By Pamela Hamblett and Norm Galimba
It came out of nowhere, traversing the globe with alarming speed, and taking countless nations by surprise as their citizens succumbed to the disruption and panic that came to characterize the COVID-19 pandemic. In all too many locations, the period between the first breaking news stories from China and the arrival of the virus was frighteningly short. Due to health concerns and COVID-19, many diplomats returned to the United States to telework, leaving U.S. missions abroad with limited staff on the ground to respond to the pressing needs of U.S. citizens abroad.
By using two commercial off-the-shelf technical solutions, however, the U.S. Consulate General in Monterrey was able to continue serving U.S. citizens in their five-state consular district as well as Mission Mexico with minimal disruption through the Monterrey Service Center (MSC).
Created in 2017 and located in ConGen Monterrey, MSC receives all American Citizen Service (ACS) calls for Mission Mexico’s embassy, nine consulates, and nine consular agencies. Under normal conditions, approximately 20 local employees and supervisors rotate between answering calls and providing a full range of passport or special citizen services. Speaking in either English or Spanish, agents are able to provide information, schedule routine consular services, or route emergency calls to the appropriate consulate or agency, freeing up time for their ACS colleagues in the Mission to attend to other core functions.

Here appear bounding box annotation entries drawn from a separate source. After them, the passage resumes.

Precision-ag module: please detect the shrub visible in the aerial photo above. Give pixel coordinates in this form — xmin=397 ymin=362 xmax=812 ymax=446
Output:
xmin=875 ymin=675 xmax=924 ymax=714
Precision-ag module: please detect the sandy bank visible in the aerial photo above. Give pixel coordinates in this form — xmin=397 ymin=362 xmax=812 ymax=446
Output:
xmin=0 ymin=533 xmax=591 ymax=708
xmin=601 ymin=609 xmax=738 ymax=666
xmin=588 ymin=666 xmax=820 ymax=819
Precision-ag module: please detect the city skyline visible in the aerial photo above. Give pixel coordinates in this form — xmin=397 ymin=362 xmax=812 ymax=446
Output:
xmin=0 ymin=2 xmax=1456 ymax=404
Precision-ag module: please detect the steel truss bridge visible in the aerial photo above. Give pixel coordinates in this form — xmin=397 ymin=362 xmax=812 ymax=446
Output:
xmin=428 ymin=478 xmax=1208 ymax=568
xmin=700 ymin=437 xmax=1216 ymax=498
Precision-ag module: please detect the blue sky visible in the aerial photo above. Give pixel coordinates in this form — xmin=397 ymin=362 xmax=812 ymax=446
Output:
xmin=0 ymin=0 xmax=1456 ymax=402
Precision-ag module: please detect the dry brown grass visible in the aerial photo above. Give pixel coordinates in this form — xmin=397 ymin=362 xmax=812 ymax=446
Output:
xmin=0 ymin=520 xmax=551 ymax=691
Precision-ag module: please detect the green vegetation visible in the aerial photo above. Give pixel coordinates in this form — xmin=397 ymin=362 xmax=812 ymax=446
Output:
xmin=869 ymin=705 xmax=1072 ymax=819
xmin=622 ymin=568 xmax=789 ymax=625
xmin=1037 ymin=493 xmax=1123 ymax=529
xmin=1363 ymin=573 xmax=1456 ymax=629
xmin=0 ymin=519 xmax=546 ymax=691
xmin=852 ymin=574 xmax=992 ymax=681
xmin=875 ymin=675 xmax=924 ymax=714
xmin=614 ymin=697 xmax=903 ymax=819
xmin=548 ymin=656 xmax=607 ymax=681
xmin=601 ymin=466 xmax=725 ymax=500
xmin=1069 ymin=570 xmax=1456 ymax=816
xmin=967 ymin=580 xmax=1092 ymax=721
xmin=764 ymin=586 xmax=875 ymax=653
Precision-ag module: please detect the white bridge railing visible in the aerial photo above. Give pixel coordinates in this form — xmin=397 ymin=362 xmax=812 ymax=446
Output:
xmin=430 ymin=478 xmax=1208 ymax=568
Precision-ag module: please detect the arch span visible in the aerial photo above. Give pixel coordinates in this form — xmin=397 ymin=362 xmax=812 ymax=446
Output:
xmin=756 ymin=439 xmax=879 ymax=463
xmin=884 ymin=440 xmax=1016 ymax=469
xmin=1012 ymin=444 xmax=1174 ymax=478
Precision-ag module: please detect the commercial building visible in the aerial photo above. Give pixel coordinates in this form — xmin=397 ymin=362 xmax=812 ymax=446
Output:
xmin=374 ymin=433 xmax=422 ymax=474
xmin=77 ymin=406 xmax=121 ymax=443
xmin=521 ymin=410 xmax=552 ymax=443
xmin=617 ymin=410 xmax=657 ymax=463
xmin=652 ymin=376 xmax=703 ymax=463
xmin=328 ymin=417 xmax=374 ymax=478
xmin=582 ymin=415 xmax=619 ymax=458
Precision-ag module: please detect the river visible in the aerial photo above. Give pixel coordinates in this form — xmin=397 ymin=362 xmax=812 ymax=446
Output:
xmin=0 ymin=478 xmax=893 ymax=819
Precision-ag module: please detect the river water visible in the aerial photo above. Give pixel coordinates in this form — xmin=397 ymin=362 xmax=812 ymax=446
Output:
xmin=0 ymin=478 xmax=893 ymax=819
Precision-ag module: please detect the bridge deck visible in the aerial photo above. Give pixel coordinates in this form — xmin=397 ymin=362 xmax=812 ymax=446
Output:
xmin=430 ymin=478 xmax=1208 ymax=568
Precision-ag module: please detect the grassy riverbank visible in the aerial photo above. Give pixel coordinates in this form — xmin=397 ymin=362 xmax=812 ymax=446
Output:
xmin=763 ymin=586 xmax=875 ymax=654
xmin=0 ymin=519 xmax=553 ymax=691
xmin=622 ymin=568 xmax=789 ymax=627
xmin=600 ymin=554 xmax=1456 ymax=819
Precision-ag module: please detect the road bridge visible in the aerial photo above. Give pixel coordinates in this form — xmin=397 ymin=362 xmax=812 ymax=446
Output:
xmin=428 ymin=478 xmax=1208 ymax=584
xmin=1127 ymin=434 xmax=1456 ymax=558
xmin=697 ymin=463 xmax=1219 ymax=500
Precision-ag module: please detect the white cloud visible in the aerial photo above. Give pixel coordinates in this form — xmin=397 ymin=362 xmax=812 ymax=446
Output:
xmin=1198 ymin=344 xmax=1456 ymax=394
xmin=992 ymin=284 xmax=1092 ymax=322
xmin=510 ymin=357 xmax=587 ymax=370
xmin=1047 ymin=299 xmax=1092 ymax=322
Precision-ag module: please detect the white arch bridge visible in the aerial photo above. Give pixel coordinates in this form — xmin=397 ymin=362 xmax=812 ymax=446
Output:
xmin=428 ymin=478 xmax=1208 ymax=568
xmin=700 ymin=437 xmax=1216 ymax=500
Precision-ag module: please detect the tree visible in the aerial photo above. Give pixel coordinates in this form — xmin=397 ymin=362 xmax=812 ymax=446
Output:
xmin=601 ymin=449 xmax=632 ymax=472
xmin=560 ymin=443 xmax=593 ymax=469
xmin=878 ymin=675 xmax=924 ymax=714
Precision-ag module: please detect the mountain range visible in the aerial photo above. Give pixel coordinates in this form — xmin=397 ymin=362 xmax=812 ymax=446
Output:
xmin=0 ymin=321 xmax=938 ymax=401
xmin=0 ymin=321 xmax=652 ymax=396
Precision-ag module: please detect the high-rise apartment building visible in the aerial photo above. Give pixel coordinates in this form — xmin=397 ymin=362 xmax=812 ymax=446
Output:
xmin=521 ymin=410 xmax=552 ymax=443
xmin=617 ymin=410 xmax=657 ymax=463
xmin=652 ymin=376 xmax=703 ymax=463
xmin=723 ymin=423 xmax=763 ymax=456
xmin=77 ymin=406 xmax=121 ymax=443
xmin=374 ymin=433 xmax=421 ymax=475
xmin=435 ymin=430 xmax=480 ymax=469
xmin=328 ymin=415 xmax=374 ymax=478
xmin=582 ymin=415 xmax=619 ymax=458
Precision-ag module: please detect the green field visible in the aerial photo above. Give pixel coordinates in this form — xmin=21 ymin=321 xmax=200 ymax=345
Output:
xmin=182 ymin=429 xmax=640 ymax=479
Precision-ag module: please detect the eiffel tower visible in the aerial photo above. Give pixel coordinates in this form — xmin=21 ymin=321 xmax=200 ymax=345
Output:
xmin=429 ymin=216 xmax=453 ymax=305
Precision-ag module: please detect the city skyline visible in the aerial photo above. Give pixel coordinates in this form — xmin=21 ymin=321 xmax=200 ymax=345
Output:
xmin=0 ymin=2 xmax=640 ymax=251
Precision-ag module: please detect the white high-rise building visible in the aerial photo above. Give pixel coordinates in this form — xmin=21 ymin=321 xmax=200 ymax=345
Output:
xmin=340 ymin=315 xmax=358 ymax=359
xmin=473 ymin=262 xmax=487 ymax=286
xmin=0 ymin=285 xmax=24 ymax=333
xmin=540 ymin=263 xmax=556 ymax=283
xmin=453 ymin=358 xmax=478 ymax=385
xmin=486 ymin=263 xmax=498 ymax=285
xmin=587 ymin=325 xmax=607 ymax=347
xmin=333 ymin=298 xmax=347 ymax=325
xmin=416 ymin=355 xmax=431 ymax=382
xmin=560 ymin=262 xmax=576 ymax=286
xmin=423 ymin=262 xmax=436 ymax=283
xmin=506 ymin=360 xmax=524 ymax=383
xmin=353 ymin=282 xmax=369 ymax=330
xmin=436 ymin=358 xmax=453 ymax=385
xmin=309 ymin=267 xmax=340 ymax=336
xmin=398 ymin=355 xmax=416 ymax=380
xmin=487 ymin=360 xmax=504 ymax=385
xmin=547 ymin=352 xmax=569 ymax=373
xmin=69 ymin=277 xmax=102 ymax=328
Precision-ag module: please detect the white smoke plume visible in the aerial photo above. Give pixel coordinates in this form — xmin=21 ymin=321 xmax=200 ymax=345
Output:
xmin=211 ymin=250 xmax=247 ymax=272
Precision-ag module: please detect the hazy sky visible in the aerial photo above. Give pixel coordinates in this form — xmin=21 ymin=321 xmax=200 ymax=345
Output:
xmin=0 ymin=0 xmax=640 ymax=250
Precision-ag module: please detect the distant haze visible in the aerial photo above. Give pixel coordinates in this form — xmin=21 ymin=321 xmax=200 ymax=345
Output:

On March 16, 2020, when COVID-19 cases began to be widely transmitted in local communities, Mission Mexico announced the suspension of all routine consular services and implemented mandatory telework for all non-essential employees. Because MSC software is accessible from any browser, as soon as the Mission switched to telework, agents were able to continue answering phone inquiries from U.S. citizens throughout Mission Mexico by using a headset and their home computers. Through the use of Microsoft Teams, MSC agents were able to remain in constant contact with supervisors and each other to share vital information.
Emergency calls that cannot be addressed by an MSC agent are normally transferred to the appropriate special citizen services office at the embassy or in one of the nine consulates. While Mission employees were teleworking during the pandemic, MSC used its call center software to create a round-robin routing system to forward calls to Mission personnel working off site. Enabling the use of flexible call forwarding, MSC further ensured all incoming inquiries were promptly addressed despite the large number of Mission personnel on telework status.
By maintaining its operations without interruption, MSC provided detailed, timely, and relevant information to U.S. citizens residing in Mexico as well as tourists within the country. On the second day of remote operations, MSC answered a record 1,600 calls from panicked U.S. citizens looking for information and reassurance—call volume is ordinarily around 500 calls per day. Despite the higher volume, the purpose and outcome of every call was tracked by the call center software, allowing consular managers to provide real-time feedback on American citizens’ concerns during the crisis. This information was shared with the public affairs section to develop content for the Mission’s social media accounts, alerts to citizens, and talking points for senior officials.
Monterrey ACS also leveraged Microsoft Teams technology to continue managing its Special Citizen Services (SCS) cases in a virtual office environment with minimal disruption to operations.
Using the Teams platform, a sub-unit was created for the SCS section with separate channels for prison and arrest cases, children’s issues cases, death cases, and welfare and whereabouts cases. A Wiki tab titled “Active Cases” was created under each channel to track the status of new and existing cases in real time. All reference documents, case notes, and newly created standard operating procedures were placed within the channels so that SCS personnel working from home could access them while working on cases.
Recognizing the necessity of communication during this period of social distancing, ConGen Monterrey again used the Teams platform to hold a daily virtual meeting and then relied upon chats throughout the workday to discuss case updates and monitor assigned tasks. The screen sharing function of Teams was particularly useful because it allowed meeting participants to simultaneously view all documents under discussion. To ensure proper record keeping, notes from the Wikis were entered into the ACS software daily by the sole consular officer who was physically present in the office.
Another challenge during the COVID-19 pandemic was the suspension of prison visits by Mexican state officials. In the absence of personal visits, ConGen Monterrey used telephone calls to verify the well-being of American detainees and to monitor prison efforts to combat the spread of the novel coronavirus. All notes for each visit were recorded within Teams for sharing with consular officers and for eventual ACS record keeping.
Although nothing can replace the presence of consular staff who are familiar with the nuances of each country, Mission Mexico’s response to the COVID-19 pandemic has proved that consular work is more portable than ever before. With the right tools, consular officers can still offer exceptional customer service during an emergency even if their email does say “currently out of office.”
Pamela Hamblett is chief of American Citizens Services and Norm Galimba is adjudicating officer in American Citizen Services at the U.S. Consulate General in Monterrey.